Dentre os negócios está o Delícias do Vale, administrado por Livânia Frizon, de 62 anos, com ajuda da família. Nascida no outro extremo do País, a gaúcha criada em Santa Catarina desembarcou em terras potiguares em 1990. “Sou uma das primeiras assentadas do movimento agrário no RN”, conta. Uma década depois da chegada, ela se instalou no Assentamento Rosário, localizado na Agrovila Canudos, em Ceará-Mirim. Livânia relata que o mamão foi o primeiro plantio feito no assentamento por ela e por outros agricultores. “Chegamos a exportar, mas a produção era difícil por conta da invasão de pragas”, relembra.

Atualmente, a produtora segue no assentamento, onde mantém diversas culturas – coco e banana são o carro-chefe, mas há outras sazonais, como feijão, mandioca e macaxeira. Livânia faz o beneficiamento da batata reaproveitada de comerciantes do Mercado da Agricultura Familiar, em Natal, onde se instalou em um dos boxes há oito anos. No espaço, ela atende aos clientes com delícias como os chips de batata doce, frutas caramelizadas e liofilizadas (técnica que consiste na remoção da água de um produto congelado).

O beneficiamento começou quando a empreendedora percebeu que poderia agregar valor às culturas que ela, porventura, iria produzir após encerrar o plantio de mamão. “Pego o coco e a banana de lá [do assentamento], trago, beneficio e vendo aqui [no Mercado]”, diz. No espaço de venda, a variedade de produtos enche os olhos e abraça o paladar. São itens como churrasco e coxinha feitos com massa de batata doce ou macaxeira, chips de batata natural, com lemon pepper e defumado, frutas liofilizadas como manga e abacaxi, banana e coco caramelizados, além de bombons de sabores diversos.

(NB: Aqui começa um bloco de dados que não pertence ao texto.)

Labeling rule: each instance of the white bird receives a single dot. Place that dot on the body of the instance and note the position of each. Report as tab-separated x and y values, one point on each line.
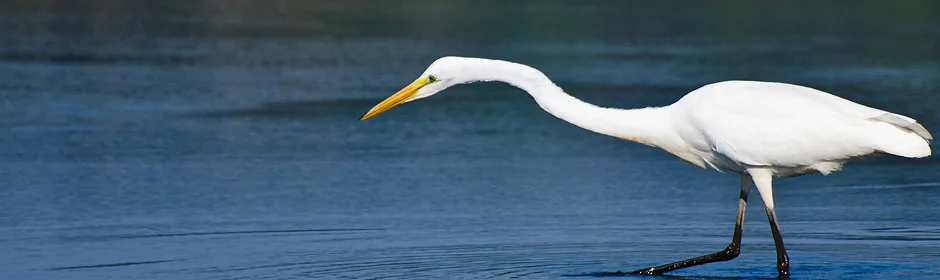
762	130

A empreendedora explica que grande parte da produção de cultura perene do assentamento – são cerca 20 mil bananas e 30 mil cocos por mês em cada ciclo –, no entanto, serve para abastecer o mercado local. Para o beneficiamento, aquilo que não é plantado na propriedade, ela compra de outros produtores. “Compro de um produtor aqui do Mercado aquela batata que ele não consegue vender e que iria para o lixo. É nisso que consiste o valor agregado do meu produto: transformar o desperdício em algo novo”.

Mas o grande sucesso do momento são as frutas liofilizadas, itens que carregam um importante valor agregado. “Uma fruta do tipo tem durabilidade de 25 anos. É comida de astronauta”, orgulha-se Livânia, que já tem uma meta de faturamento para 2026. “Quero passar a faturar R$ 40 mil por mês. Já estamos bem perto disso”, fala.

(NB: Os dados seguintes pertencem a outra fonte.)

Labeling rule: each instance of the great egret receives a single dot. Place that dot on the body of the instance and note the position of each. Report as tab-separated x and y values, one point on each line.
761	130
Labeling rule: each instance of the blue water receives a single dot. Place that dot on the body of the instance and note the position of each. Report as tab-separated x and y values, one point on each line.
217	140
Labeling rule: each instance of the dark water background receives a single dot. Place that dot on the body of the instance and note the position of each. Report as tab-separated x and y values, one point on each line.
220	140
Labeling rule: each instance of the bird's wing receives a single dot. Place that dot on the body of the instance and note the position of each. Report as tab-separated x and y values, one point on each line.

Melhorar os ganhos é crucial para o sucesso do negócio que, no último ano, demandou altos custos com investimentos em equipamentos, como uma fritadeira (R$ 5 mil), uma seladora (R$ 23 mil) e um liofilizador, adquirido nos Estados Unidos por R$ 60 mil. “É a única máquina do tipo no Estado”, afirma.

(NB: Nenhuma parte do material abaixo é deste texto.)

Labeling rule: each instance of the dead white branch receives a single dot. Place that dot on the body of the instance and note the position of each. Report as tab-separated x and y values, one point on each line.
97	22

Cachaçaria e a tradição dos engenhos

Em 2009, Ana Sabino e o marido começaram a fabricação de açúcar mascavo e rapadura no distrito Rio dos Índios, em Ceará-Mirim. Nascia assim o Engenho Vale Verde, onde hoje se produz a cachaça San Valle. A ideia surgiu em um churrasco de domingo, após sugestão de um sobrinho de Ana, que indicou que a fazenda comprada em 2004 pela família se tornasse o local de produção dos dois primeiros itens.

“Em 2012, anos depois de começarmos o negócio, meu marido fabricou a primeira cachaça, que era um sonho dele. Foi uma criação em formato experimental. A San Valle, que fazemos hoje, surgiu somente em 2017, quando Geraldo se aposentou e se juntou a nós. Muito estudioso e curioso, ele começou a pesquisar sobre o tema”, conta Ana ao se referir ao sócio, o cunhado Geraldo Sabino. O lançamento oficial da nova cachaça ocorreu dois anos depois, em 2019, durante a Festa do Boi, em Parnamirim, com apoio do Sebrae-RN.

“A diferença é que as técnicas tradicionais de produção de rapadura, açúcar mascavo e cachaça foram adaptadas às boas práticas, com equipamentos modernos para aperfeiçoamento de processos, inovação e higienização”, afirma Geraldo.

O local está aberto ao público de segunda a sexta-feira para degustação e um tour onde é possível entender todo o processo de criação da bebida. Aos finais de semana, as visitas são feitas mediante agendamento.

O processo de fabricação das cachaças começa pela moagem da cana-de-açúcar. Em seguida, o material vai para a fermentação, onde micro-organismos (leveduras) consomem o açúcar da cana, transformando-o em álcool e gás carbônico.

Depois de fermentado, o caldo vai para a destilação e separação, de onde sai a cachaça. “A cada 800 litros de caldo, saem 100 litros de cachaça”, explica Geraldo.

Após a destilação, o produto segue para o armazenamento (com duração de tempo indeterminado) em tanques de inox de até 30 mil litros e, em seguida, para o envelhecimento por períodos que podem chegar a até cinco anos em barris como de umburana, jequitibá ou carvalho. Depois do envelhecimento, a última etapa é o envase.

No engenho são produzidos variados tipos da bebida, desde a prata – que passa de seis meses a um ano no barril de jequitibá – à blend cinco madeiras, uma mistura única das cinco versões de cachaças fabricadas no local. Além disso, há cinco sabores de bebidas mistas e uma linha de rapaduras com cerca de 15 versões.

Além da venda das bebidas no próprio engenho, as cachaças são distribuídas em importantes redes de supermercado do RN. “A gente quer abastecer todo o RN. E queremos fazer com que os potiguares voltem a consumir rapadura”, revela.

Feito Potiguar

Zeca Melo, superintendente do Sebrae-RN, ressalta que os negócios que têm como base as culturas tradicionais no Vale do Ceará-Mirim seguem como a principal fonte produtora da região, mas agora agregados a novos modelos, como as chamadas culturas exóticas e técnicas de inovação. Melo destaca ainda que o Sebrae tem como foco o estímulo dos mais variados perfis, que a partir deste ano, ganham maior robustez com o selo Feito Potiguar.

“O selo funciona como uma espécie de certificador de origem e qualidade que reconhece e fortalece a identidade dos produtos potiguares no mercado. É uma iniciativa que aumenta e fortalece a credibilidade, abre portas para novos canais de comercialização e diferencia o produtor em um mercado cada vez mais exigente. Ao reconhecer oficialmente esses empreendimentos, o Feito Potiguar eleva o padrão competitivo, estimula a profissionalização e contribui para que produtos exóticos cultivados no RN ganhem visibilidade e valor, tanto dentro quanto fora do estado”, analisou.